Human Recombinant DNase I (Pulmozyme) Inhibits Lung Metastases in Murine Metastatic B16 Melanoma Model That Correlates with Restoration of the DNase Activity and the Decrease SINE/LINE and c-Myc Fragments in Blood Cell-Free DNA

Tumor-associated cell-free DNAs (cfDNA) play an important role in the promotion of metastases. Previous studies proved the high antimetastatic potential of bovine pancreatic DNase I and identified short interspersed nuclear elements (SINEs) and long interspersed nuclear elements (LINEs)and fragments of oncogenes in cfDNA as the main molecular targets of enzyme in the bloodstream. Here, recombinant human DNase I (commercial name Pulmozyme), which is used for the treatment of cystic fibrosis in humans, was repurposed for the inhibition of lung metastases in the B16 melanoma model in mice. We found that Pulmozyme strongly reduced migration and induced apoptosis of B16 cells in vitro and effectively inhibited metastases in lungs and liver in vivo. Pulmozyme was shown to be two times more effective when administered intranasally (i.n.) than bovine DNase I, but intramuscular (i.m.) administration forced it to exhibit as high an antimetastatic activity as bovine DNase I. Both DNases administered to mice either i.m. or i.n. enhanced the DNase activity of blood serum to the level of healthy animals, significantly decreased cfDNA concentrations, efficiently degraded SINE and LINE repeats and c-Myc fragments in the bloodstream and induced apoptosis and disintegration of neutrophil extracellular traps in metastatic foci; as a result, this manifested as the inhibition of metastases spread.

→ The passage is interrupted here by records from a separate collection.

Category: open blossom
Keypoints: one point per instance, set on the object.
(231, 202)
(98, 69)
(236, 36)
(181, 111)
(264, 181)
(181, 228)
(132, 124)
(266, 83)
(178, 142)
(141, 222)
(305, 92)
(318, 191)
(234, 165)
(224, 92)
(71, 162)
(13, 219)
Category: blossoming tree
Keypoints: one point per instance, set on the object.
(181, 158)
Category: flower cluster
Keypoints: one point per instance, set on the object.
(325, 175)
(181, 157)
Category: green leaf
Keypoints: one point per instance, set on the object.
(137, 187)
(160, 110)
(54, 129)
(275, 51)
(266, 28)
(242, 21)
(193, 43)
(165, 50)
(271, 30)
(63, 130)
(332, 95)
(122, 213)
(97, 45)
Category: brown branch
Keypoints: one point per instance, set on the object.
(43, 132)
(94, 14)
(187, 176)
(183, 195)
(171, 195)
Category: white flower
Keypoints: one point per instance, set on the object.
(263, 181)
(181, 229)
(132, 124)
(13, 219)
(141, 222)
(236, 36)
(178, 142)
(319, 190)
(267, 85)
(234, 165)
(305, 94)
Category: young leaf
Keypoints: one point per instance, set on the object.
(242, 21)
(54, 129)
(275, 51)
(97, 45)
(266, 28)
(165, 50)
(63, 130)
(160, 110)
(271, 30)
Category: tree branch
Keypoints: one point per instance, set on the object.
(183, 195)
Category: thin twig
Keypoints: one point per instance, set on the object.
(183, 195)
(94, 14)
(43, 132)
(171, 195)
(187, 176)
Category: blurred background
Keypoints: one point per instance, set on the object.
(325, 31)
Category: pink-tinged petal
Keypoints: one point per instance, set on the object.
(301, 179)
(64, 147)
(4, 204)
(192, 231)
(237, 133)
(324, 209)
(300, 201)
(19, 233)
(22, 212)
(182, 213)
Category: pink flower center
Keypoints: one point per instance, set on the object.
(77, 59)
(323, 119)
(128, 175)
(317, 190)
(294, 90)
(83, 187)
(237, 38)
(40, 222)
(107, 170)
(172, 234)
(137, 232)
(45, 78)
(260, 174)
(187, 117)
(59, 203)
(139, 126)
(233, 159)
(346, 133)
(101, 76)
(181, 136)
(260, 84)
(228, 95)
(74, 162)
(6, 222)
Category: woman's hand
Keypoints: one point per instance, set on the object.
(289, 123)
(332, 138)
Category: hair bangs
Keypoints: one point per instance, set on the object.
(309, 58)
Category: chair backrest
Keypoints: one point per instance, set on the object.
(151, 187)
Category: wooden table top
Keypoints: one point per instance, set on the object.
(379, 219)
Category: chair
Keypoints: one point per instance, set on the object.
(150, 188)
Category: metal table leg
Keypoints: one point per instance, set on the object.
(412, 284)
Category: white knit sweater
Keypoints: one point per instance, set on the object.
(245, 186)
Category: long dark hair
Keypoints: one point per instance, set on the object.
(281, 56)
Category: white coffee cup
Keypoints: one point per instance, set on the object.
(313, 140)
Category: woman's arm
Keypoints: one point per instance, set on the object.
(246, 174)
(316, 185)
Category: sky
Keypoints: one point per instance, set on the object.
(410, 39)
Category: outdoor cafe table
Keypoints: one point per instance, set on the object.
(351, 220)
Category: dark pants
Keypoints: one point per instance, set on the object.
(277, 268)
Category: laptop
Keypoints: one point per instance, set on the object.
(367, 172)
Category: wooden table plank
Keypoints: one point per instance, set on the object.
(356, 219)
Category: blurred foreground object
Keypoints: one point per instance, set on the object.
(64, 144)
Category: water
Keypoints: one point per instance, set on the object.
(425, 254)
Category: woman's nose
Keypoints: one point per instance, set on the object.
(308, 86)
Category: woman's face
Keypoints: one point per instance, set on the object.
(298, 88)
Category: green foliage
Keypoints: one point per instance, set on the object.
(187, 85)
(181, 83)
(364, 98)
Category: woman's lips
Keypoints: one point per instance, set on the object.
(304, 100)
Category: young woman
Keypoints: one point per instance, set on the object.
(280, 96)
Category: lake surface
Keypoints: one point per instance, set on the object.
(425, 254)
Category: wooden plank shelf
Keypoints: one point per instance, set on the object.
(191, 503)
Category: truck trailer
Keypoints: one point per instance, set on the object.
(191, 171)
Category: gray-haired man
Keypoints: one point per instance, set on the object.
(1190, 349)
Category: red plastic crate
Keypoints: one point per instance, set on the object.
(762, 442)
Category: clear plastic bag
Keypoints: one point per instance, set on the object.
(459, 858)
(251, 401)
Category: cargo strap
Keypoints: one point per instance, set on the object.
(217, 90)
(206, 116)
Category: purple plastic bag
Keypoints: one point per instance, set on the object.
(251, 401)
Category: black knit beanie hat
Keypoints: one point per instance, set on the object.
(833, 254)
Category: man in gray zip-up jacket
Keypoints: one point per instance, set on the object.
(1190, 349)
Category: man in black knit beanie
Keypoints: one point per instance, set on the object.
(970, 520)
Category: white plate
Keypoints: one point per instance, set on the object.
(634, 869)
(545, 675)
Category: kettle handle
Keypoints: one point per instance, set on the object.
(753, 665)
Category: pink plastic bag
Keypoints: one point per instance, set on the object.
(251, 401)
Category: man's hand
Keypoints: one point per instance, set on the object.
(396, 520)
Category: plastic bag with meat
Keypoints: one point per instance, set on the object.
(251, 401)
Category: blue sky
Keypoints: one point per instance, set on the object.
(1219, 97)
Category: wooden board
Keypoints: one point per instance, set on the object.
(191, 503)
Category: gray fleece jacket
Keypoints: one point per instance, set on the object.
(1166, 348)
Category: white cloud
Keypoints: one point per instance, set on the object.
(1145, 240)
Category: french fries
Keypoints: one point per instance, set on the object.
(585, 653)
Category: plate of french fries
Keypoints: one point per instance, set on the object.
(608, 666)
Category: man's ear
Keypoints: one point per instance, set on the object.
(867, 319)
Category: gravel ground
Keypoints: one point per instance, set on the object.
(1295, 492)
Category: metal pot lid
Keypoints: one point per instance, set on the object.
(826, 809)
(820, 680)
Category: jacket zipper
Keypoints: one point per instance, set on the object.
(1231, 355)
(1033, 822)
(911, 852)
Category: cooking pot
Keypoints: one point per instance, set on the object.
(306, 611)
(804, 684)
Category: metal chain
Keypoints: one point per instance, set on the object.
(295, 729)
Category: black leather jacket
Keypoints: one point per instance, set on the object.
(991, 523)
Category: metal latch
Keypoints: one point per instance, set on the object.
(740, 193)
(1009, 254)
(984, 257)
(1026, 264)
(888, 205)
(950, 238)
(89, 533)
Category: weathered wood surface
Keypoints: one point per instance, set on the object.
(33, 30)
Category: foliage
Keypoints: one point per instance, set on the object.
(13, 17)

Thus, Pulmozyme, which is already an approved drug, can be recommended for use in the treatment of lung metastases.

Automated summary

The study showed that recombinant human DNase I Pulmozyme effectively inhibited lung metastases in the B16 melanoma model in mice, demonstrating strong antimetastatic activity both in vitro and in vivo. Additionally, Pulmozyme administration enhanced blood serum DNase activity, decreased cfDNA concentrations, efficiently degraded SINE and LINE repeats, and induced apoptosis in metastatic foci.